With BordIRlines, the authors investigate geopolitical biases at the intersection of linguistic and cultural boundaries. The dataset is constructed from Wikipedia pages encompassing various languages and geopolitical perspectives. The main focus is to explore how differing contexts in multiple languages can influence LLM outputs and to examine the consistency of responses across language variations.

Methodology

The core contribution is the BordIRlines dataset, designed to test the resilience of RAG systems in a multilingual setting. The dataset involves geopolitical questions requiring a nuanced understanding due to multilingual and culturally diverse inputs. It pulls from Wikipedia articles corresponding to queries about territorial disputes, ensuring multiple perspectives by considering claimant countries and relevant languages.

The authors employ several retrieval models, including mDPR, COLBERT, BM25, and BGE M3, using both dense and sparse representations to optimize document relevance retrieval.

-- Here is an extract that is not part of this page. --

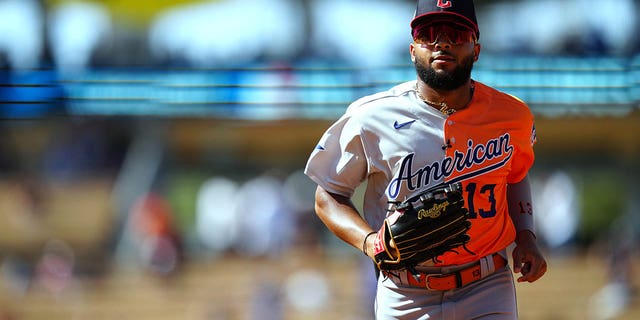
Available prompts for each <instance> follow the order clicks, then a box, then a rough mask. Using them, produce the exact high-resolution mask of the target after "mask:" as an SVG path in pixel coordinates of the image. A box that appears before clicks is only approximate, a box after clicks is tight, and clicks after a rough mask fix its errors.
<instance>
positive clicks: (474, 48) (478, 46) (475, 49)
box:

Ablation studies are conducted to scrutinize how variations in contextual document compositions affect LLM responses.

Key Findings

The study finds that RAG systems face significant challenges in cross-lingual scenarios, often exhibiting inconsistencies when needing to reconcile conflicting information from different language sources. Two case studies illustrate these challenges, showing how altering linguistic contexts can lead to divergent LLM outputs.

The results emphasize the critical issue of consistency across languages and highlight the persistent biases in information retrieval and selection. When provided with multilingual contexts, the models' responses were notably influenced by the dominant language in the dataset.

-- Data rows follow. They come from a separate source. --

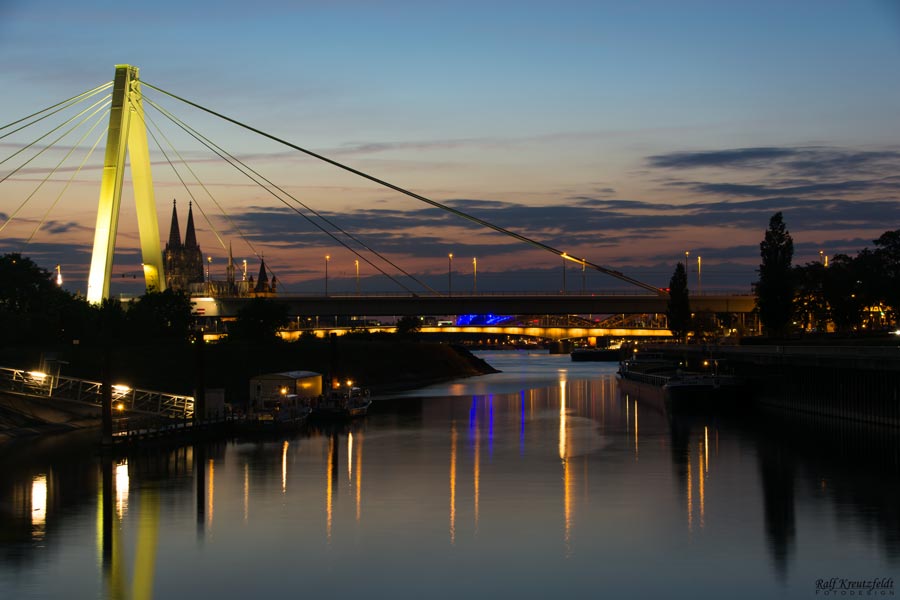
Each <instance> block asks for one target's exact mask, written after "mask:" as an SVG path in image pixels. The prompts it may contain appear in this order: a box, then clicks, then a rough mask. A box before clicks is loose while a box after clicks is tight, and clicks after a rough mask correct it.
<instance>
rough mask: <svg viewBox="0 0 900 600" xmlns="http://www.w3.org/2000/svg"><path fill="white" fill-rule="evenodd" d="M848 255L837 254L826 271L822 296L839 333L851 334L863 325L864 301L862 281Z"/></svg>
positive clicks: (835, 325) (833, 321)
mask: <svg viewBox="0 0 900 600" xmlns="http://www.w3.org/2000/svg"><path fill="white" fill-rule="evenodd" d="M855 262H856V259H853V258H850V257H849V256H847V255H846V254H836V255H834V256H833V257H832V258H831V264H830V265H829V266H828V269H826V271H827V272H826V275H825V281H824V282H823V285H822V294H823V295H824V297H825V301H826V302H827V303H828V306H829V307H830V309H831V320H832V322H833V323H834V328H835V330H837V331H838V332H839V333H851V332H853V331H856V330H858V329H859V328H860V325H861V324H862V313H863V304H864V303H863V300H862V297H861V295H860V294H859V291H860V289H859V288H860V279H859V278H858V276H857V273H856V268H855V265H854V263H855Z"/></svg>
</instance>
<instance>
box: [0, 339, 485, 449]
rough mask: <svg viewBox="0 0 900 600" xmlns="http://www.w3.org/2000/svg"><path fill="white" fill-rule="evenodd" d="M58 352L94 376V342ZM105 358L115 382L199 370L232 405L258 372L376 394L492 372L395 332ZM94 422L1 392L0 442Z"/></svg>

Implications and Future Directions

The implications of this research are profound, both practically and theoretically. On a practical level, the findings suggest that developing robust RAG systems capable of handling multi-perspective, multilingual contexts is essential for ensuring unbiased and accurate outputs. Theoretical implications call for deeper exploration into the weighting of diverse language sources and the architectural adjustments required to mitigate informational bias in RAG systems.

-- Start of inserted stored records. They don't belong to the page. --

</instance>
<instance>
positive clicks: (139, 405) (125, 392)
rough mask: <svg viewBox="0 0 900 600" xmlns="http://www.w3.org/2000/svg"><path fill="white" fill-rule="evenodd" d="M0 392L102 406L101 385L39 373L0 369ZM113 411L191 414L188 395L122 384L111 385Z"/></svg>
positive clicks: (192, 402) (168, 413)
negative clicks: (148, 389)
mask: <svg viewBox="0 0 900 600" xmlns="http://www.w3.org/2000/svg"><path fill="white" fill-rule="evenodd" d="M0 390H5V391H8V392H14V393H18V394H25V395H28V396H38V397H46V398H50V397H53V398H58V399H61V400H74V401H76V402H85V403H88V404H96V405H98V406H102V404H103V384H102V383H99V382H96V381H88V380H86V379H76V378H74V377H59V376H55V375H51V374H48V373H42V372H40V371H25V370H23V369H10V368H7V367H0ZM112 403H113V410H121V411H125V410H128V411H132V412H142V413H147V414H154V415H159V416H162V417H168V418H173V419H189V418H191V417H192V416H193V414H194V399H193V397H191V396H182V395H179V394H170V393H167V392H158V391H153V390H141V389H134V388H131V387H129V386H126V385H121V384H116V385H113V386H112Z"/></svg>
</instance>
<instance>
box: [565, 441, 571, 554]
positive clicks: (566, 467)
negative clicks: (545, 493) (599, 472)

Future research directions proposed include enhancing the framework for information balance in RAG processes and expanding beyond the Wikipedia domain to incorporate more varied and possibly biased sources. Additionally, more extensive human annotation to assess relevance and bias in retrieved passages is recommended.

Conclusion

"BordIRlines: A Dataset for Evaluating Cross-lingual Retrieval-Augmented Generation" is a significant contribution to the domain of RAG and LLM research, particularly in its exploration of cross-linguality. While the dataset and experiments underline the progress needed to address linguistic biases, they also propose a path forward to more inclusive and nuanced AI systems. The public availability of their tools and dataset invites further inquiry, promising advancement in this critical aspect of AI development.